Tuesday, May 3, 2016

Choice To Rejoice

Ugh.  Some mornings, most mornings I don't wake up well.  I've always been that way, and I am guessing it's some body chemistry thing.  I'm off balance, uncoordinated, my thinking is muddled and functioning is a struggle.  I'm sure that body chemistry is what makes some of us morning people, and some, like myself, not so much.  So to choose to be upbeat is not something that comes naturally, or I even want to do in the morning....no, grumpy and uncommunicative is more my style in the A.M. Usually, though after half an hour or so, I am feeling better, more alert and able to face the day.  Not so the last couple of days.

Maybe that's why I've been trying to say that verse (Psalm 118:24) in the morning, as I posted last. To help boost my "up" quotient in the mornings.  It's a choice I am making.  And I am learning that I have to choose, throughout the day to rejoice in the Lord.  So the Lord has put this rejoicing thing in my heart, knowing full well I would need to draw on it often.  It's God visits in advance!

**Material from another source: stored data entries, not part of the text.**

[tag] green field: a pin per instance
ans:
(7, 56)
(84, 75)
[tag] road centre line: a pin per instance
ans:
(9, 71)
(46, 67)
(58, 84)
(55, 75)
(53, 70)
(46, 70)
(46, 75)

LOL.  I am so grateful that the Lord prepares us for our upcoming days.  We are not left without knowledge and know-how.  Putting it into practice is our part (through the power of the Holy Spirit).

The Bible teaches us that rejoicing is a choice we make.  I've met with varying degrees of success in this area, but when I do by faith what the Bible teaches, I am blessed.  Sometimes it's quite difficult when feelings don't back up our choice....I know it is for me.  But God says to do it.  Philippians 4:4 Rejoice in the Lord always. Again I will say, rejoice!  Doesn't sound like a suggestion to me.

Today, I do not feel like rejoicing.  It's gray, rainy, grim and cold out.  My head hurts because I have a cracked tooth and have to go to the dentist (think pain before, and pain after I get the dentist bill!  ugh!!).  The house looks like a disaster zone (I'm wondering if a tornado swept through my kitchen and living area while I slept last night!), and even after a good night's sleep I feel exhausted. The last thing I want to do is be joyful....lets go back to that grumpy and uncommunicative....perhaps even a bit "complainy" would be in order.  But God says to REJOICE!  So now it's time to put into practice the God visit teachings of the Holy Spirit from the last few weeks.  And as the Word says in Philippians 4:13  For I can do everything through Christ, who gives me strength.  

Help me today Lord to be obedient to Your Word.  Remind me often the give thanks, to be joyful and to praise and glorify Your name.  It's not easy Lord, when I feel down, feel blue or just plain don't feel good.  But if You say I can do it, then it must be true.  Truly, "this is the day the Lord has made; we will rejoice and be glad in it."  Psalm 118:24 

What are you facing today?  Let's be obedient to the Lord together!  Find things to be joyful for.  He is with us and nothing beats that!